Police arrested one 16-year-old boy late Friday and two more on Sunday, The Sentinel reported. All three face charges of first-degree attempted murder.
Friday’s shooting at Hinkley High School in Aurora injured two boys, ages 16 and 17, and a 17-year-old girl, police said. Aurora Police Chief Vanessa Wilson told reporters that the three injured students are expected to survive, and at least one received a tourniquet at the scene, The Sentinel reported.
Multiple shots were fired from a white pickup truck with several people inside as they drove through the parking lot following a fight during lunch at the school, The Sentinel reported.
Wilson said that a security officer—not an Aurora police officer—returned fire and might have struck one of the injured teenagers. Aurora’s police chief praised the school district employee’s actions, The Sentinel reported.
The shooting at Hinkley High School is the second high school shooting in Aurora in less than a week. Four days earlier, six students from Aurora Central High School were wounded by bullets fired from at least one car driving by a park near the school. No arrests have been made in that shooting. The schools are 3 miles apart.
“This is the second shooting in Aurora this week that has impacted students’ ability to feel safe at school,” John Kellner, district attorney for Aurora, said in a statement, according to The Sentinel. “No child or teenager should be fearful just going to class—a normal activity we can all relate to.
“Our community rightly is demanding an end to this violence, and we will stand with them in using every tool we have to prosecute aggressively anyone connected to these attacks on students.”
The suspects and victims have not been publicly identified.
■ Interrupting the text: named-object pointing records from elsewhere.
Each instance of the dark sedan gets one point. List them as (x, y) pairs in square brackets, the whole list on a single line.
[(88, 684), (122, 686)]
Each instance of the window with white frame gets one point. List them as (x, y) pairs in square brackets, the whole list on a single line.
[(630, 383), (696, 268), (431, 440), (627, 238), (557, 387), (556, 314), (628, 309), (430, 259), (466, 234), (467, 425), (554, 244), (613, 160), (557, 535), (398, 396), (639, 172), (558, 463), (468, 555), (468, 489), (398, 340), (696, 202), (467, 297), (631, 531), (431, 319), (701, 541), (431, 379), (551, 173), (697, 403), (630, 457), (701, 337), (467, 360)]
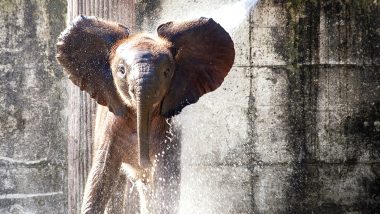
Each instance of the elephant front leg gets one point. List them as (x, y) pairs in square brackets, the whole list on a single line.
[(101, 180)]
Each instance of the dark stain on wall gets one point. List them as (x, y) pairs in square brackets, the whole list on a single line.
[(147, 13)]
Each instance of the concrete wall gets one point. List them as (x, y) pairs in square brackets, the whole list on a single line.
[(32, 127), (295, 127)]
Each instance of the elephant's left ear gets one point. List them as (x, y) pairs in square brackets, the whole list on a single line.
[(204, 54)]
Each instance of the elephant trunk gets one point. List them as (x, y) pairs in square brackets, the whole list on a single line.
[(144, 117)]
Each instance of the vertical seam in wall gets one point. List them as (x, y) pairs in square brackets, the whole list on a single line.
[(250, 112)]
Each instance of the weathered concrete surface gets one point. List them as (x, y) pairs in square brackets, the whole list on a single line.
[(32, 128), (295, 126)]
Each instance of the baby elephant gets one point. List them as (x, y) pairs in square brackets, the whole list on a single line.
[(139, 81)]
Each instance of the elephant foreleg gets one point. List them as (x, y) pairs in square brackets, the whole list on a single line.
[(100, 182)]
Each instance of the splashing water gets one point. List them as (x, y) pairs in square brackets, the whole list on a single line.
[(230, 16)]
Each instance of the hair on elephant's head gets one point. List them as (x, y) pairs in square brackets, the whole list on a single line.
[(146, 73)]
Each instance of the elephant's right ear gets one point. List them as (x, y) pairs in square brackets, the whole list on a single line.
[(83, 49)]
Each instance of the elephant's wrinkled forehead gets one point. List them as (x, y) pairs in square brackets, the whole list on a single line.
[(143, 49)]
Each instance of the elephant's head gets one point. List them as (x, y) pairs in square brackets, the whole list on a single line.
[(145, 73)]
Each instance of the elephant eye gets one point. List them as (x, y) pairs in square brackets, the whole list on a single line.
[(167, 73), (121, 71)]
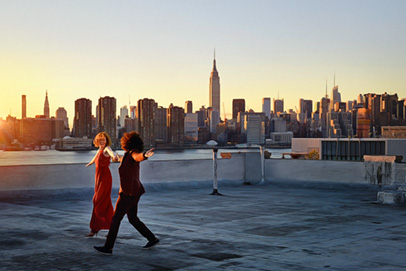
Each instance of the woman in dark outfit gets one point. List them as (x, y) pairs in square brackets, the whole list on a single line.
[(130, 192)]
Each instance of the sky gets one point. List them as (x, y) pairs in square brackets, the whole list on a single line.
[(164, 50)]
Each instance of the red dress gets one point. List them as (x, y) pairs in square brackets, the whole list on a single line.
[(102, 206)]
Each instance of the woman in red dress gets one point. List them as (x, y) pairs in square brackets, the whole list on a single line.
[(102, 206)]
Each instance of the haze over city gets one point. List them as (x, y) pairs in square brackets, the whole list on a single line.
[(164, 50)]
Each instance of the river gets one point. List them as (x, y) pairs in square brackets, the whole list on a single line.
[(8, 158)]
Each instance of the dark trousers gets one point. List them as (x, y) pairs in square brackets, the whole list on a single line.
[(127, 205)]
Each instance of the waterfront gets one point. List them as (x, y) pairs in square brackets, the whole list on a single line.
[(11, 158)]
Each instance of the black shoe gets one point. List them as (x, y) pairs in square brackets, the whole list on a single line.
[(104, 250), (150, 244)]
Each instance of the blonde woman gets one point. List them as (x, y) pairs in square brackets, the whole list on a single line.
[(102, 207)]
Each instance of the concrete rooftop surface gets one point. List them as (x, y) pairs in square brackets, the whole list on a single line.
[(274, 226)]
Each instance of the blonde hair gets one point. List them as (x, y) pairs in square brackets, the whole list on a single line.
[(98, 136)]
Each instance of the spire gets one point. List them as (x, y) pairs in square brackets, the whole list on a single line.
[(214, 62), (46, 105)]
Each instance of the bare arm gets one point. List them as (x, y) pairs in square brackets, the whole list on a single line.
[(113, 155), (91, 162), (141, 156)]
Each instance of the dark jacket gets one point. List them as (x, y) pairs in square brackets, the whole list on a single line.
[(129, 171)]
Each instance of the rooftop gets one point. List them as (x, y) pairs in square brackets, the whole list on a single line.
[(275, 226)]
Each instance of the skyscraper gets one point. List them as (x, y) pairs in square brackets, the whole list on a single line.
[(46, 106), (266, 107), (107, 117), (82, 122), (278, 105), (24, 107), (61, 114), (238, 106), (123, 115), (214, 88), (188, 107), (161, 126), (146, 109), (176, 125), (335, 97)]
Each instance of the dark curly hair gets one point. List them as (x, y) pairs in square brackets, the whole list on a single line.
[(132, 141)]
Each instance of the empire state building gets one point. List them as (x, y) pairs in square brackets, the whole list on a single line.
[(214, 88)]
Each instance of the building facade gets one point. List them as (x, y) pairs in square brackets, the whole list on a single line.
[(214, 88), (82, 122), (107, 121)]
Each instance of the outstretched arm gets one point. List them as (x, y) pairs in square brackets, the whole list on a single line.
[(91, 162), (113, 155), (141, 156)]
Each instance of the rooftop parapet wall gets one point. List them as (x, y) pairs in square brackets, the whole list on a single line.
[(315, 170), (78, 176), (241, 167)]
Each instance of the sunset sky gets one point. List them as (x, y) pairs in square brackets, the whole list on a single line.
[(164, 50)]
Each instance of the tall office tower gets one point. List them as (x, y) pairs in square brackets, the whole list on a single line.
[(46, 106), (278, 105), (24, 107), (82, 122), (107, 117), (317, 107), (238, 106), (214, 88), (214, 120), (335, 97), (323, 116), (191, 128), (133, 110), (61, 114), (350, 105), (161, 126), (360, 99), (146, 109), (176, 125), (305, 107), (254, 124), (202, 116), (266, 107), (188, 107), (123, 115)]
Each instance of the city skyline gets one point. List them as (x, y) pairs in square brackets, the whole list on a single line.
[(155, 50)]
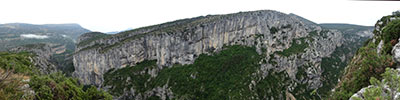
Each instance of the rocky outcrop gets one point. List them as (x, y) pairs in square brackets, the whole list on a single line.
[(180, 42)]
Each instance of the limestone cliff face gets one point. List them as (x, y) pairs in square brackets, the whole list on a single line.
[(43, 54), (182, 41)]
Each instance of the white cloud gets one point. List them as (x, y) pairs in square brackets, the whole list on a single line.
[(116, 15), (34, 36)]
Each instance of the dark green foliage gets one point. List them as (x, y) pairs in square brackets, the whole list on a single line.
[(224, 75), (333, 66), (19, 62), (367, 64), (46, 87), (137, 80), (64, 62), (11, 86), (390, 33), (273, 30), (219, 76), (295, 48), (57, 86), (391, 81)]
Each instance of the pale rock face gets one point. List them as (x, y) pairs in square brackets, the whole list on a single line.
[(42, 58), (379, 48), (185, 45), (396, 52)]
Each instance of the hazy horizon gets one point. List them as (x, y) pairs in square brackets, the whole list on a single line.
[(118, 15)]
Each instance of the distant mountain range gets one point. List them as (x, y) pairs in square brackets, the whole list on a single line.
[(17, 34)]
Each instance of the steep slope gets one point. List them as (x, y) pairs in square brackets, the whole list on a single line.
[(22, 78), (17, 34), (288, 51), (371, 59)]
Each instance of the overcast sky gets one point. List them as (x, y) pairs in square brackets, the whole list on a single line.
[(116, 15)]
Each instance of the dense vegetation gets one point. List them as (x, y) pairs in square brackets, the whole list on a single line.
[(18, 62), (383, 90), (368, 63), (17, 68), (227, 74), (57, 86), (298, 46), (224, 75)]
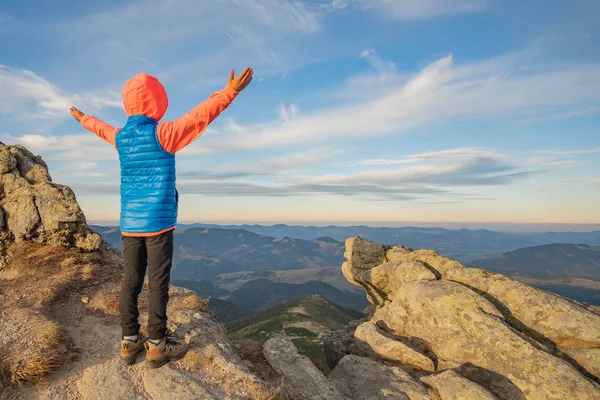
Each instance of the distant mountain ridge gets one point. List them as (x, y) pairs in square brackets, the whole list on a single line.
[(203, 253), (305, 321), (552, 260), (463, 244)]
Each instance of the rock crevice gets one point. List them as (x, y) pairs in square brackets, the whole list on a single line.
[(483, 332)]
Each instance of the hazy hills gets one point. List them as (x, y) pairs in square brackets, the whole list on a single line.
[(204, 253), (243, 271), (448, 242), (553, 260), (571, 270), (463, 244)]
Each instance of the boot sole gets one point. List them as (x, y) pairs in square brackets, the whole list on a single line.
[(161, 362)]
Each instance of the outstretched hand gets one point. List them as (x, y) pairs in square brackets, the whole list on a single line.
[(77, 114), (240, 82)]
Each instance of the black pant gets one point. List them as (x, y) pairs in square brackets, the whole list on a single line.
[(157, 253)]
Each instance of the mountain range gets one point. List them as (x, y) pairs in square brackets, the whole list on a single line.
[(303, 320)]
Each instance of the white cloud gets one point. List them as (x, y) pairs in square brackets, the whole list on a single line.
[(25, 94), (298, 159), (440, 92), (449, 168), (411, 9), (381, 66)]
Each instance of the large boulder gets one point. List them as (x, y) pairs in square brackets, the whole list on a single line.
[(373, 341), (452, 386), (360, 378), (36, 209), (499, 337), (338, 344), (546, 315), (459, 325), (300, 378)]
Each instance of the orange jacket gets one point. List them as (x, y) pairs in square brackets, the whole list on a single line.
[(144, 94)]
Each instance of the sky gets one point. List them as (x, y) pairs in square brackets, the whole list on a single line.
[(386, 111)]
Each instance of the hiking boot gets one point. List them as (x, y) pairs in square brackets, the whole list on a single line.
[(166, 351), (131, 350)]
Police have not released information about what prompted the shooting.
For more reporting from the Associated Press, see below.
Aurora Police Chief Vanessa Williams said Sunday that it appeared the two shootings were not connected, KDVR-TV reported, and that investigators believe there was gang involvement in the Hinkley shooting.
“It doesn’t look like the Hinkley shooting is connected to the Central shooting, so we have a problem,” Wilson said. “There is a gang nexus to this Hinkley shooting.”
She also issued a warning to criminals: “For those who didn’t care and just shoot in the middle of the day, while kids were returning from lunch, we’re coming for you, we are.”